Although a previous molecular study could not distinguish the boundaries among these Palythoa species (Mizuyama, Masucci & Reimer, 2018), it is suggested by our results that these species are ecologically divergent, and physiological differences within Symbiodiniaceae species may contribute to their ecological adaptation. In fact, Howells et al. (2012) reported that Cladocopium C1 in Acropora tenuis showed different physiological responses between northern and southern populations in the Great Barrier Reef. Considering that Cladocopium contains various species distinguished by differences of only a few bp in the ITS2 maker (Thornhill et al., 2014), meta-barcoding analyses via next-generation sequencing would be necessary to further understand the detailed relationship between Symbiodiniaceae and Palythoa species complex.
Conclusions
We succeeded in obtaining genotypic data of Symbiodiniaceae from four putative Palythoa species and detected micro-scale geographic variations of the symbiotic algae among these species within a single coral reef. Our results suggest that ecological divergence among Palythoa species may be related to differences in Symbiodiniaceae diversities among microhabitats, even within a narrow reef area.
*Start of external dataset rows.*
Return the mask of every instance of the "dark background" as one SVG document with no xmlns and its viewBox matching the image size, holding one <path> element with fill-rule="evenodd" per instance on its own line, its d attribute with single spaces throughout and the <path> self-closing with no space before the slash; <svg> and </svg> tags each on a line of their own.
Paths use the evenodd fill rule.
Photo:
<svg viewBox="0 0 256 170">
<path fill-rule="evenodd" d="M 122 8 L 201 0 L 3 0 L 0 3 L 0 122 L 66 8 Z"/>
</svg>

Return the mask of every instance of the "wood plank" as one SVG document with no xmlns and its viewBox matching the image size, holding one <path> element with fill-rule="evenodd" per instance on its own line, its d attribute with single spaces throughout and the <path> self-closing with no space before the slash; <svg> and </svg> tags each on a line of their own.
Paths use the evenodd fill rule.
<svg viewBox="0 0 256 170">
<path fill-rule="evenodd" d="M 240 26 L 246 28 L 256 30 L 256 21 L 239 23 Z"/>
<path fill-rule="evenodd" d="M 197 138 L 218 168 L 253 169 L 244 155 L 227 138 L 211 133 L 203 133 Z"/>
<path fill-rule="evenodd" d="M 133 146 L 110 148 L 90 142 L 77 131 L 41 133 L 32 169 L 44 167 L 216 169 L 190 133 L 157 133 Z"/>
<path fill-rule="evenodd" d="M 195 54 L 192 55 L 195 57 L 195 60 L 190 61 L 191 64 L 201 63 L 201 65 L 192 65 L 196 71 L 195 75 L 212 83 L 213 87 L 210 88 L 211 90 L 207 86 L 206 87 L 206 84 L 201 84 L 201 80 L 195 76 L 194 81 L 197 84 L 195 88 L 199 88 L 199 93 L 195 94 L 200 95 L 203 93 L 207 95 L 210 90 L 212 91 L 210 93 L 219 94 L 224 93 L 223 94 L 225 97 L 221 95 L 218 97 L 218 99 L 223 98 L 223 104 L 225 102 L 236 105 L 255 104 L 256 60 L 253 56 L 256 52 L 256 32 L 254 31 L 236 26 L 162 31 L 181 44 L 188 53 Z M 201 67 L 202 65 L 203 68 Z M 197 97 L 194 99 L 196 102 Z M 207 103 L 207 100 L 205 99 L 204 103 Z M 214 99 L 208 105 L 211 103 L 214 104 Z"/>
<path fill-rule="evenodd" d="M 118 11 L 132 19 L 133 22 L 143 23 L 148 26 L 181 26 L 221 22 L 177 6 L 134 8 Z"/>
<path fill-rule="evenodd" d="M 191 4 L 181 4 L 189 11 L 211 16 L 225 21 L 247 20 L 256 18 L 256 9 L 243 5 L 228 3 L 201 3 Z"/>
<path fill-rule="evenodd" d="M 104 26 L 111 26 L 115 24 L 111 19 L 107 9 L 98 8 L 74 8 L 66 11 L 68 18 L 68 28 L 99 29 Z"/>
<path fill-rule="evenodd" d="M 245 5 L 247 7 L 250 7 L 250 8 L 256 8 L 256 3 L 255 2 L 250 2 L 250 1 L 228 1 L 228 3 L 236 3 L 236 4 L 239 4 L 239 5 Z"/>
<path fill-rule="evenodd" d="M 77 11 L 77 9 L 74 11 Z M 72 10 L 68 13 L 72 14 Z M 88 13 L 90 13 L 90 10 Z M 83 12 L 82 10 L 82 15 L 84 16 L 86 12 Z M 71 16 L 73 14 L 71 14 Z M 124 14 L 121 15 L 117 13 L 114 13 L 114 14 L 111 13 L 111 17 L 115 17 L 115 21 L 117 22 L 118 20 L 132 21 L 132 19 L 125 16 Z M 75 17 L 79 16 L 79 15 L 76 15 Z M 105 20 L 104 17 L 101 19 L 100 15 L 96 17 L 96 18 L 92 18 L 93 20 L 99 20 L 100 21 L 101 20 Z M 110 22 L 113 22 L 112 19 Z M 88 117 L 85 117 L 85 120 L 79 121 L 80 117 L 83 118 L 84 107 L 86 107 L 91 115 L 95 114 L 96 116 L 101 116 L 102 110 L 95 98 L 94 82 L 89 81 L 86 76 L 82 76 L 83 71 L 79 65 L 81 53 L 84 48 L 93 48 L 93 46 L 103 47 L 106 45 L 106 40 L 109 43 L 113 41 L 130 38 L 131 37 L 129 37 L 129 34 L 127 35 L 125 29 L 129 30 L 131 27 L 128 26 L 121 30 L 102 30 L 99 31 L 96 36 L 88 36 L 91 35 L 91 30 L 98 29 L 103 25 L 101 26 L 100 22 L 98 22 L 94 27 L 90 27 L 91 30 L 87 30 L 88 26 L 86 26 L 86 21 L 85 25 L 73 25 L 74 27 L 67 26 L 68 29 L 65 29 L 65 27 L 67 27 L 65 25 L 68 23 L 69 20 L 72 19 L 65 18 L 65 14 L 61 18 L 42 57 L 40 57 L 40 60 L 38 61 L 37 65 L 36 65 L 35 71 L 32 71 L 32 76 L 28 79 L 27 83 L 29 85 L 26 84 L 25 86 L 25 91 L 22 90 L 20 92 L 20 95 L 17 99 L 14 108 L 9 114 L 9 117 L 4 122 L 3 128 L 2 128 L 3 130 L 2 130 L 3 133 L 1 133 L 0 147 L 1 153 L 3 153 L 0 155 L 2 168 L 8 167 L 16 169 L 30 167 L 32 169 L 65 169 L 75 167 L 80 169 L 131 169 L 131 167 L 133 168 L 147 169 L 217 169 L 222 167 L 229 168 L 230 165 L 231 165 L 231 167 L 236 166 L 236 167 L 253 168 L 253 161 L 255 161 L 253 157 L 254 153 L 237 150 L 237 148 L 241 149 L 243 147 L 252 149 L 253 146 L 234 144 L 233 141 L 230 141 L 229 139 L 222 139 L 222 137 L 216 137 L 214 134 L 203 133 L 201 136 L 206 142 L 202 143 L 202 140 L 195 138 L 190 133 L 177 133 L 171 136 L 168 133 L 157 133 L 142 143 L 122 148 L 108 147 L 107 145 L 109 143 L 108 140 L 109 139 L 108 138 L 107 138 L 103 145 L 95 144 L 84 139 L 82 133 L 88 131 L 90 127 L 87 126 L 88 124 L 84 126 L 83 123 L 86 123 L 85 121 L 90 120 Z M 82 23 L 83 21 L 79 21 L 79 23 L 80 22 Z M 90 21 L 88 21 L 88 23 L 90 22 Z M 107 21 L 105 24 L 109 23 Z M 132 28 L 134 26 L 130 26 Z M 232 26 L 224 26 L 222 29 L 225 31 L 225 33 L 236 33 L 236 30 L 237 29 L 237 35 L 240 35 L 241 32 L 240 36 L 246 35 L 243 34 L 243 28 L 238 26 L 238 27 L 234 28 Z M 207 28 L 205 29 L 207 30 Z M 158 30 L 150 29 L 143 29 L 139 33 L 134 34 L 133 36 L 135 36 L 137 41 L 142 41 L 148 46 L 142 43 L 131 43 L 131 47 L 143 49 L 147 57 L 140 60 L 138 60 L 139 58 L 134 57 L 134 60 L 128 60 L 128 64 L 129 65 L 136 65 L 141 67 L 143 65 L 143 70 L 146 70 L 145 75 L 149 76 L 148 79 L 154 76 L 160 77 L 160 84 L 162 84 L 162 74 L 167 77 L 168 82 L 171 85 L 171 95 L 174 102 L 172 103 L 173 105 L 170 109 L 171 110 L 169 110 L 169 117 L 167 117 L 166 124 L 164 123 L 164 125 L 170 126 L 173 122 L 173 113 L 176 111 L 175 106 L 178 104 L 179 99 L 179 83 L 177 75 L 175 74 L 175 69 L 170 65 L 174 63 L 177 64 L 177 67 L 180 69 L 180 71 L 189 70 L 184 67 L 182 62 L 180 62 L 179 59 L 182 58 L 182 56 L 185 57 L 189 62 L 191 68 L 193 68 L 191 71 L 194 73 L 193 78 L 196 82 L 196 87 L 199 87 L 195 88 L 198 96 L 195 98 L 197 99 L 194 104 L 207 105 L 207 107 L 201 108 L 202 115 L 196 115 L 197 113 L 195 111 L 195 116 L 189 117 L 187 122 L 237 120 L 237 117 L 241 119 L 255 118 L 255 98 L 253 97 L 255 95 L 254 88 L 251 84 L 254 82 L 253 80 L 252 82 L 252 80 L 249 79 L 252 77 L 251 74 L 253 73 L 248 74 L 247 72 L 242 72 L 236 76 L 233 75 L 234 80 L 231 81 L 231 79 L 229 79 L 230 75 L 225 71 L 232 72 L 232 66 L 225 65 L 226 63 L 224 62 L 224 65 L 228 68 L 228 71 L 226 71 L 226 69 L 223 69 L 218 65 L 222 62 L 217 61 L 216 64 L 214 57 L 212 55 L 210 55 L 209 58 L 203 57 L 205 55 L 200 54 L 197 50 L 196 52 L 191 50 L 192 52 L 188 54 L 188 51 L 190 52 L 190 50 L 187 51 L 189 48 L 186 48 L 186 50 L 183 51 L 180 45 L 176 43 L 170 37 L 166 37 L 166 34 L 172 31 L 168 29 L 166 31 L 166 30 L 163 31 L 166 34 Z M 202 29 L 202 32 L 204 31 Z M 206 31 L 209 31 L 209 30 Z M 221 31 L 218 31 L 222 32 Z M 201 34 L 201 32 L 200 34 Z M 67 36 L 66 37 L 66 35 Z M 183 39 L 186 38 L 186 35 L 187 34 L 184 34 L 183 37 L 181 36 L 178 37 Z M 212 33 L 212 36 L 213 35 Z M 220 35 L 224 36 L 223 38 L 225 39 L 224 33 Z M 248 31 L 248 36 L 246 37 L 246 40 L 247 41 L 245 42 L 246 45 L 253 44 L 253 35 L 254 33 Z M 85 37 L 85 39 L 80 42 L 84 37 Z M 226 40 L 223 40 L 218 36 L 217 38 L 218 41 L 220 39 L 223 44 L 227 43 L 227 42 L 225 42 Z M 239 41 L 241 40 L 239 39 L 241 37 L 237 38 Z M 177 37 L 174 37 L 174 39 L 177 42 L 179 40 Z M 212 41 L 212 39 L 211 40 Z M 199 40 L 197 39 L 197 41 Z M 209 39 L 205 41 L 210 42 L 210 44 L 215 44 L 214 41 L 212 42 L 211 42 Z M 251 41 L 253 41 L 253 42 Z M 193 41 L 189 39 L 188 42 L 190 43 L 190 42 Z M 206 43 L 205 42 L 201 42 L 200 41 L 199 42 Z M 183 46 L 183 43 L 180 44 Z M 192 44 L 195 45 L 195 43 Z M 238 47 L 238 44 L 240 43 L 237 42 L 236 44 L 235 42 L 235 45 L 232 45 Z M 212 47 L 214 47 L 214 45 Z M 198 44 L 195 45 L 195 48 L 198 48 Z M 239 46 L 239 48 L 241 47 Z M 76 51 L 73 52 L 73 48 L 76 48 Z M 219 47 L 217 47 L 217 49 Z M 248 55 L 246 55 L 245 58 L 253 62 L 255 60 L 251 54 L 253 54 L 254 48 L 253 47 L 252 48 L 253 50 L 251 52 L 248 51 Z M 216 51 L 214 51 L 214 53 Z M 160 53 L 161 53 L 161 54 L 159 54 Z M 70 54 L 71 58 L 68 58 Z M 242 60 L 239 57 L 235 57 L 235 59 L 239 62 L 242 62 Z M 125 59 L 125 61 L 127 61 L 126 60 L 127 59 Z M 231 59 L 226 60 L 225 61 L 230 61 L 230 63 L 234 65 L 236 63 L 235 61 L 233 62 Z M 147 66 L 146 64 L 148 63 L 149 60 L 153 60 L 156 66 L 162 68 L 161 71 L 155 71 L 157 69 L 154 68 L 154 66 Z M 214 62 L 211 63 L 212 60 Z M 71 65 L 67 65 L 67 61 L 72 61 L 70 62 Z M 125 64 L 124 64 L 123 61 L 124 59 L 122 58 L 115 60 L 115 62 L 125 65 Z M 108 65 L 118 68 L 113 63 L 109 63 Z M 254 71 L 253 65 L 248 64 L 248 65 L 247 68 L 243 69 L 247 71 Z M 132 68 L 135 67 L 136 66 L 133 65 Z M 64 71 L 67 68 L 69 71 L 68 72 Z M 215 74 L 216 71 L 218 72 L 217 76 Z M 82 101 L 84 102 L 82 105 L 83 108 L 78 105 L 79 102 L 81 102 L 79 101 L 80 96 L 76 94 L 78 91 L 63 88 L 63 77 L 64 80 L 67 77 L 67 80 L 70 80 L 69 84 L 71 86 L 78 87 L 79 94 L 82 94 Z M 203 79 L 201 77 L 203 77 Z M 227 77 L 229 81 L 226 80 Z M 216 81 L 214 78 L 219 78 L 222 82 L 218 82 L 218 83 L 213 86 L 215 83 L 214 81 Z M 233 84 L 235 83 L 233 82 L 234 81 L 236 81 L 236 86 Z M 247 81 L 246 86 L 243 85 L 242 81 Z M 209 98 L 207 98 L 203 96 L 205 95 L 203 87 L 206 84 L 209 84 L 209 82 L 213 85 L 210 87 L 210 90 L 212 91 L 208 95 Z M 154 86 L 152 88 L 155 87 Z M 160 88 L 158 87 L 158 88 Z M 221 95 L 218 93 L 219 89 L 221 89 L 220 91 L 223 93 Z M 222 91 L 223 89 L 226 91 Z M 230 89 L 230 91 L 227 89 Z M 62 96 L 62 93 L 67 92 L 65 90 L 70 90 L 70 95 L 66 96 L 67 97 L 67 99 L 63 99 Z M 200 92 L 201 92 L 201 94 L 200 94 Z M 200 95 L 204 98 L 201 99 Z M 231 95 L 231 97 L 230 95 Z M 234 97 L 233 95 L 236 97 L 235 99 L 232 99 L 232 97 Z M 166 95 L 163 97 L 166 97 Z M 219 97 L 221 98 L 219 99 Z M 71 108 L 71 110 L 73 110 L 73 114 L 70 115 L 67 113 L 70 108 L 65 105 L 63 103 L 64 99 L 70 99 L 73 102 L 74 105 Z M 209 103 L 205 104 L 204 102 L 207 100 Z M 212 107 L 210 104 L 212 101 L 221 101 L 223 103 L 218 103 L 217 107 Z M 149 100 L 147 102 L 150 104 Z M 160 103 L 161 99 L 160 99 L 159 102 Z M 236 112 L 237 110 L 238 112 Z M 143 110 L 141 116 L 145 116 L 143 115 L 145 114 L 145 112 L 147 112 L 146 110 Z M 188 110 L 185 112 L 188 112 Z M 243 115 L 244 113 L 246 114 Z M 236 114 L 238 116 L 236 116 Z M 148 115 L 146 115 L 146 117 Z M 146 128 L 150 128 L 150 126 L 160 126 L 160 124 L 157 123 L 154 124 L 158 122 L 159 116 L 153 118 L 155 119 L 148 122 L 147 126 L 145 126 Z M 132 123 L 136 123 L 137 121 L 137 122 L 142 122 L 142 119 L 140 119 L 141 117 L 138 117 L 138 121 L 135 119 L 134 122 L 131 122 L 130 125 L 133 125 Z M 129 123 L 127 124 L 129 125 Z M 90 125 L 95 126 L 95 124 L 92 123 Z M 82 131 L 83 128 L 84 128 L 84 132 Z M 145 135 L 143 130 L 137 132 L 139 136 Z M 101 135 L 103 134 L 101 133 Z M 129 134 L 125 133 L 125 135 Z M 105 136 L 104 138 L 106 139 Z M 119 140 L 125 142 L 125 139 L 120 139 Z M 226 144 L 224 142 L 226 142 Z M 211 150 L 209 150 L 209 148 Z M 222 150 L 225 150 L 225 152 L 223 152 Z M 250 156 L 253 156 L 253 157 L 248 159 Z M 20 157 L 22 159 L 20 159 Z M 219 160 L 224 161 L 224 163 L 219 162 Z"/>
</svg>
More powerful genetic data such as that generated by next-generation sequencing could provide us with additional understanding on how neighboring Palythoa species have co-evolved with Symbiodiniaceae among the different microhabitats in a reef.
Supplemental Information
Composition of genotypes for ITS-rDNA sequences of Simbiodiniaceae from 4 Palythoa species
Molecular phylogenetic tree of Symbiodiniaceae of Palythoa species using sequences of the nuclear ITS-rDNA region
Shaded boxes represent three main genotypes occupying most sequences from four Palythoa species. Bootstrap values of maximum likelihood (ML) and neighbor joining (NJ) methods, and posterior probability (PP) are shown more than 70% for ML and NJ, and more than 0.95 for PP at the nodes, respectively. Scale bars indicate substitutions per site. Colored letters and colored diagrams represent Palythoa species and their habitats, respectively: red, P. tuberculosa; yellow, P. sp. yoron; blue, P. mutuki; green, P. aff. mutuki; circle in pink, reef edge; triangle in purple, reef flat; square in orange, backreef moat.